A specialized disaster relief team assisted people with immediate survival needs, said Pat Melancon, managing director of disaster response and management for Baptist Global Response (BGR). The group that followed was to make detailed assessments and formulate a longer-term strategy for helping survivors rebuild their lives.
BGR has released an initial $15,000 in relief funds to humanitarian partners who are focusing their efforts on three areas: Tacloban, which is the hardest-hit area, and northern Cebu and Panay provinces, said Jeff Palmer, BGR’s executive director. Baptist churches in the Philippines and Filipino teams trained in disaster relief will be working alongside Southern Baptist workers in efforts focusing on immediate needs such as water, food and shelter.
“For Christians, every disaster is a call to action; we are called to help those who are suffering when they need it,” said Gerlie Baltero of the Luzon Convention of Southern Baptist Churches. “This is one ministry we cannot turn our backs on.”
The typhoon’s sustained winds, peaking at nearly 200 mph, drove waves 20 feet tall into the coastal city of Tacloban.
At press time, the death toll of Haiyan — one of the most powerful storms in recorded history — had passed 5,000.
University students in the Philippines and church members of the International Southern Baptist Church of Cebu assembled relief kits for the inhabitants of Gibitngil Island on Nov. 18.
Global Hunger Relief — formerly World Hunger Funds — distributed by BGR were used to purchase rice, canned meat, sugar, powdered milk, ramen noodles and Nescafé for the kits. These supplies are enough food for a household for one week.
Susan Stokeld, a BGR project director, said the kits “will help those who have nothing.”
Dwain Carter, disaster relief strategist for the Missouri Baptist Convention, traveled with BGR partner Adore Sabido to Gibitngil Nov. 16–17 to assess needs.
Carter said there are 449 families on the island in need of water and food. Right now, the island’s only water source is rainwater.
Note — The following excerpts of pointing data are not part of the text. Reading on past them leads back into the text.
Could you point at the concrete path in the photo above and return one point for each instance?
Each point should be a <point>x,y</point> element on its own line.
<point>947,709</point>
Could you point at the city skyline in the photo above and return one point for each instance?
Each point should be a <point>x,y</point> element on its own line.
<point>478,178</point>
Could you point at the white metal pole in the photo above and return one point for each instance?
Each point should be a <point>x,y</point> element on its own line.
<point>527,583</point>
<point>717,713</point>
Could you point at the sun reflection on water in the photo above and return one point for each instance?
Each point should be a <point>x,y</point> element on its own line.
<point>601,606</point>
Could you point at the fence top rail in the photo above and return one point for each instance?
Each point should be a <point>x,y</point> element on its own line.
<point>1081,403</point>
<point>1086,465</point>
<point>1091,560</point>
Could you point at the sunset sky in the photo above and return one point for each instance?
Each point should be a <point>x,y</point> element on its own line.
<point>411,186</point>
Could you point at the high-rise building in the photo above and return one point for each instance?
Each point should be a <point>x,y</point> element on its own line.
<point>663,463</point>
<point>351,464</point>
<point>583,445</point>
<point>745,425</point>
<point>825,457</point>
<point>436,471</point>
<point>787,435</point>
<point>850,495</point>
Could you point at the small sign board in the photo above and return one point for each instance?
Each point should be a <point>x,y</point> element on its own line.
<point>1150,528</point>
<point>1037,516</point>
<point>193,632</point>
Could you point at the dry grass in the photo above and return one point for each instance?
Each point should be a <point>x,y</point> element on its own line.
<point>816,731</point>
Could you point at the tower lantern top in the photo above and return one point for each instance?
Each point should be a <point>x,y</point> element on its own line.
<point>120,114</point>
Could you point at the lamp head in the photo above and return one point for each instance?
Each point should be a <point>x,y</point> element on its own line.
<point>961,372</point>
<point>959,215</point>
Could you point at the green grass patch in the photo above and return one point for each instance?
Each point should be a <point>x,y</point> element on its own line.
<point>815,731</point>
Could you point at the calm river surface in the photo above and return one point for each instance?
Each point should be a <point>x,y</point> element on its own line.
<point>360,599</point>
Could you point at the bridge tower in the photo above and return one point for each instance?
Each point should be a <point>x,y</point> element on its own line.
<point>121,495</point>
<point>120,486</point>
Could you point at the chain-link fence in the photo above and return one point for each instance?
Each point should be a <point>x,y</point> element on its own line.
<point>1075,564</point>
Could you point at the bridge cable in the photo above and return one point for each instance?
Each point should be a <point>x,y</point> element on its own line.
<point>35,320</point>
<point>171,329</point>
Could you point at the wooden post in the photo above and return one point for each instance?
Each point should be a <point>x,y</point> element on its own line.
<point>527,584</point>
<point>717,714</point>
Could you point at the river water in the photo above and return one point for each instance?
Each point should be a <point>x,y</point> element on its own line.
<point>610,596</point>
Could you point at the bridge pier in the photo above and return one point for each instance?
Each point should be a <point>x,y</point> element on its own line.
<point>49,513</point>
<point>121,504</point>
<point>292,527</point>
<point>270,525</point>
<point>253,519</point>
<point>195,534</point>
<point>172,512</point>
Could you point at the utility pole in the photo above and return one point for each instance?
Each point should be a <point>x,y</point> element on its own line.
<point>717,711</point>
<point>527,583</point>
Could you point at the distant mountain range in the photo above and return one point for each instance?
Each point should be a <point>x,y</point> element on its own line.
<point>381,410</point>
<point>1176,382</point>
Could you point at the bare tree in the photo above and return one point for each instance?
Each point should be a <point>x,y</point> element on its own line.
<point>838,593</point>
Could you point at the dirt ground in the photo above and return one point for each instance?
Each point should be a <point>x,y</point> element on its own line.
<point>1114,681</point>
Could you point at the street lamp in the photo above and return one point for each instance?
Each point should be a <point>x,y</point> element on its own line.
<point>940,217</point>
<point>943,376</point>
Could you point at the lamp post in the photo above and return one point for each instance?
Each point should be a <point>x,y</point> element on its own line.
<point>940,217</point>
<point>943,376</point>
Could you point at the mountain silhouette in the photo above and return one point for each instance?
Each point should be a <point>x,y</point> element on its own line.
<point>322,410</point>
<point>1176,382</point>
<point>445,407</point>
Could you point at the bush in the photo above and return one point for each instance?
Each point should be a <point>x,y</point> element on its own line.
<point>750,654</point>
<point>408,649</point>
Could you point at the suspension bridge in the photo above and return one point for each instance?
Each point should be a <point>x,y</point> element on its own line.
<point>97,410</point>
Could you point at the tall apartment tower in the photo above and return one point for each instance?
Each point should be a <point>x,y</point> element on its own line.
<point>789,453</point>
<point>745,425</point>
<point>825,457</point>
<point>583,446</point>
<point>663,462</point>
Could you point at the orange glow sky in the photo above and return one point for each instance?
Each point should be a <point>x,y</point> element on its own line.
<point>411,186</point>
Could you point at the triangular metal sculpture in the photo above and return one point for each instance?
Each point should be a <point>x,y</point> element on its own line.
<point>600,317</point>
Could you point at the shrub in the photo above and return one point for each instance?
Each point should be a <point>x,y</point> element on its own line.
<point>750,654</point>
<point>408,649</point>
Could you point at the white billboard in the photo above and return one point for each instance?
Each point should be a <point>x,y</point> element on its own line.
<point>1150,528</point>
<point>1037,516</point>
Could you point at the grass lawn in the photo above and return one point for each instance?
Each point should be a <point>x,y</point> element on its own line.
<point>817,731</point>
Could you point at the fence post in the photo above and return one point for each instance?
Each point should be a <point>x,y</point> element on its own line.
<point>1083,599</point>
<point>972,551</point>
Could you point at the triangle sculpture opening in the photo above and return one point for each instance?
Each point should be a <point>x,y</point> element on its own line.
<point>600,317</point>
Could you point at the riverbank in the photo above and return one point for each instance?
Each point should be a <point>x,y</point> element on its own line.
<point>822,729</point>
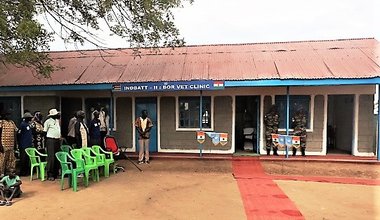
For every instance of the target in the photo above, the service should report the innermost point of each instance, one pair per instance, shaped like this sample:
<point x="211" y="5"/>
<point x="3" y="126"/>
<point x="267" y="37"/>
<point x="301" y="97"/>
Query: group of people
<point x="299" y="125"/>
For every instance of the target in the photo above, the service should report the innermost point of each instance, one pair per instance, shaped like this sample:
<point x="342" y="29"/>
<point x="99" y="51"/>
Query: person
<point x="71" y="130"/>
<point x="143" y="126"/>
<point x="81" y="131"/>
<point x="8" y="141"/>
<point x="10" y="188"/>
<point x="38" y="133"/>
<point x="52" y="129"/>
<point x="103" y="118"/>
<point x="95" y="130"/>
<point x="271" y="121"/>
<point x="299" y="123"/>
<point x="25" y="141"/>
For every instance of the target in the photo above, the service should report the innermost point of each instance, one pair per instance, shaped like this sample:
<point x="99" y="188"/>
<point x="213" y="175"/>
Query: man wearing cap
<point x="26" y="140"/>
<point x="53" y="142"/>
<point x="8" y="131"/>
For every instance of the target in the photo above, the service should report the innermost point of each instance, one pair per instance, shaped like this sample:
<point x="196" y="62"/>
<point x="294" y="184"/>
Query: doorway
<point x="247" y="123"/>
<point x="340" y="124"/>
<point x="149" y="104"/>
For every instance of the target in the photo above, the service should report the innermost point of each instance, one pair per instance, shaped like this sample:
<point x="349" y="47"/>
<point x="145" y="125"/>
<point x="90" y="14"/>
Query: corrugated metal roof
<point x="333" y="59"/>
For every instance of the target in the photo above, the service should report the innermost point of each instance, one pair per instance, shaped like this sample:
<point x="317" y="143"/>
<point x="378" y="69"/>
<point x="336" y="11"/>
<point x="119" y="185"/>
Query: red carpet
<point x="262" y="198"/>
<point x="326" y="179"/>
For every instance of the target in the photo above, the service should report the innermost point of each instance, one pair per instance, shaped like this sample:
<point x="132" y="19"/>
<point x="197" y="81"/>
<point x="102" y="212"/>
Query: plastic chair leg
<point x="107" y="170"/>
<point x="42" y="172"/>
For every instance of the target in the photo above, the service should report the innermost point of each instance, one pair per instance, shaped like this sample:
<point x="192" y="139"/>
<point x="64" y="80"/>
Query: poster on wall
<point x="223" y="138"/>
<point x="201" y="136"/>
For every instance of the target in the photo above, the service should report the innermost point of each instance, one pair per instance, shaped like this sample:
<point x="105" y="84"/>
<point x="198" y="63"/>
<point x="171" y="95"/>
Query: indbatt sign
<point x="169" y="86"/>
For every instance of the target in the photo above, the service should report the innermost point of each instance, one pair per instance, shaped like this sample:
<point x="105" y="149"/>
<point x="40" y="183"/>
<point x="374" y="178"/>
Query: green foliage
<point x="25" y="41"/>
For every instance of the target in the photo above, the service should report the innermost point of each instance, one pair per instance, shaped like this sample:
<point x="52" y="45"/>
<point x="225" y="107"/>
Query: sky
<point x="254" y="21"/>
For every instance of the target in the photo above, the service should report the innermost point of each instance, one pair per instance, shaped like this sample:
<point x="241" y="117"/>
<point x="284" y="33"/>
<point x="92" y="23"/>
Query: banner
<point x="201" y="136"/>
<point x="288" y="140"/>
<point x="223" y="138"/>
<point x="296" y="141"/>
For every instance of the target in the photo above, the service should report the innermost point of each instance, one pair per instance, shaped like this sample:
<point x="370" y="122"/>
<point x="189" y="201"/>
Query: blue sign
<point x="169" y="86"/>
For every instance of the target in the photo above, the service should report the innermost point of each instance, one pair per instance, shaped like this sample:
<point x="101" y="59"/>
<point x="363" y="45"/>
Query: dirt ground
<point x="195" y="189"/>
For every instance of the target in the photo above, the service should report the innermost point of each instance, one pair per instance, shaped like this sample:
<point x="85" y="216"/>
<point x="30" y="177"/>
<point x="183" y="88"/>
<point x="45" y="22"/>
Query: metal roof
<point x="257" y="62"/>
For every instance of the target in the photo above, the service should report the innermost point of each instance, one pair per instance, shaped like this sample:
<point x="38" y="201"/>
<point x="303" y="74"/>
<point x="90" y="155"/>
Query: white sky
<point x="251" y="21"/>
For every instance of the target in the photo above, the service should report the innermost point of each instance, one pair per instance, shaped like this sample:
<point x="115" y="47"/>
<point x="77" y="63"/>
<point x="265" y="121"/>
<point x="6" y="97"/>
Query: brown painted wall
<point x="41" y="103"/>
<point x="172" y="139"/>
<point x="315" y="138"/>
<point x="367" y="124"/>
<point x="124" y="123"/>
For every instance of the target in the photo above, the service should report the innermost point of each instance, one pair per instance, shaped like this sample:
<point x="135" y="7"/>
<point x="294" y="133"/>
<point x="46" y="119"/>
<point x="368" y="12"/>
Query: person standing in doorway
<point x="8" y="141"/>
<point x="299" y="122"/>
<point x="143" y="126"/>
<point x="103" y="118"/>
<point x="26" y="140"/>
<point x="71" y="130"/>
<point x="271" y="121"/>
<point x="53" y="141"/>
<point x="95" y="130"/>
<point x="81" y="131"/>
<point x="38" y="133"/>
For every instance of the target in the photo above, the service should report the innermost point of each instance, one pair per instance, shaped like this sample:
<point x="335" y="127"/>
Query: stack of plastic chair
<point x="89" y="164"/>
<point x="67" y="168"/>
<point x="35" y="161"/>
<point x="66" y="148"/>
<point x="108" y="159"/>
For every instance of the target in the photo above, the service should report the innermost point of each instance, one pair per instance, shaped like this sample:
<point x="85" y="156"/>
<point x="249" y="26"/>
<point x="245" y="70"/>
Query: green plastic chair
<point x="89" y="164"/>
<point x="99" y="158"/>
<point x="35" y="161"/>
<point x="68" y="169"/>
<point x="108" y="159"/>
<point x="66" y="148"/>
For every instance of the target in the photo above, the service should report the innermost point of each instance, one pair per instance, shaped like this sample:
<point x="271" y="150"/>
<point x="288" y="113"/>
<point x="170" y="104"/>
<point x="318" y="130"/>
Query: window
<point x="189" y="112"/>
<point x="295" y="102"/>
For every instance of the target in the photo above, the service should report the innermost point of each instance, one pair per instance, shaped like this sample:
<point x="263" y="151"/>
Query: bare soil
<point x="195" y="189"/>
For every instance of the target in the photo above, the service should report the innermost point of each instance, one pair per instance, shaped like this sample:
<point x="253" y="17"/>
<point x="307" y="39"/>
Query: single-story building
<point x="233" y="85"/>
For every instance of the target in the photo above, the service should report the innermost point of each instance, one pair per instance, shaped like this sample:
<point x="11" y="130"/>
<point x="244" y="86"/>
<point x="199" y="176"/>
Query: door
<point x="149" y="104"/>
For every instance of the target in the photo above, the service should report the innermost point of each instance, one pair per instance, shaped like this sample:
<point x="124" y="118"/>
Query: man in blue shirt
<point x="10" y="188"/>
<point x="25" y="141"/>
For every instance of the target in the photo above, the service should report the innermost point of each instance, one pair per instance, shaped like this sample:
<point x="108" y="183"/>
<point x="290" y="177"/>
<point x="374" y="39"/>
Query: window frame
<point x="311" y="112"/>
<point x="194" y="129"/>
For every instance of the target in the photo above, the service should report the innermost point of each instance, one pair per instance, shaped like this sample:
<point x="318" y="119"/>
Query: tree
<point x="25" y="41"/>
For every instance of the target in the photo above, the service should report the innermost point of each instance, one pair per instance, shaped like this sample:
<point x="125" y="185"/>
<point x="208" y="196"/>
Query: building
<point x="335" y="81"/>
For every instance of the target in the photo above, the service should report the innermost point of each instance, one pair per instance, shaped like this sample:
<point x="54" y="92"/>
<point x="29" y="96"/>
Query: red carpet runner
<point x="262" y="198"/>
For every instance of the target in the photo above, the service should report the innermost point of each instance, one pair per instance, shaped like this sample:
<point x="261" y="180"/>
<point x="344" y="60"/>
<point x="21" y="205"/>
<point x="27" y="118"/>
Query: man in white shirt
<point x="143" y="125"/>
<point x="53" y="141"/>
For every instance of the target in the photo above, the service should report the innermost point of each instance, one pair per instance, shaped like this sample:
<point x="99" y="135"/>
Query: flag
<point x="288" y="140"/>
<point x="218" y="84"/>
<point x="201" y="136"/>
<point x="223" y="138"/>
<point x="281" y="141"/>
<point x="216" y="138"/>
<point x="275" y="139"/>
<point x="296" y="141"/>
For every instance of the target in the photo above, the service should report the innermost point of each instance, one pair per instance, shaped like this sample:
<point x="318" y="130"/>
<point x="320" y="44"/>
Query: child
<point x="10" y="188"/>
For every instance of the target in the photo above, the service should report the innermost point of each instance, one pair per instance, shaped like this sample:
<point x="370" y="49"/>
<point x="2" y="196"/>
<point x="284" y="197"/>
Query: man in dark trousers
<point x="299" y="123"/>
<point x="143" y="126"/>
<point x="271" y="121"/>
<point x="53" y="142"/>
<point x="25" y="141"/>
<point x="95" y="138"/>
After building rapport with the village leader, plans were put in place for the relief kits and for volunteer teams to help the community rebuild.
Carter said all of the roofs on village homes, except for the roof on the village leader’s house, were gone. The school on the island also was damaged.
Carter said the village leader initially seemed skeptical of the team.
“What if we bring enough food for one meal for everyone on the island?” Carter asked him.
Carter said the leader’s eyes widened and his heart softened.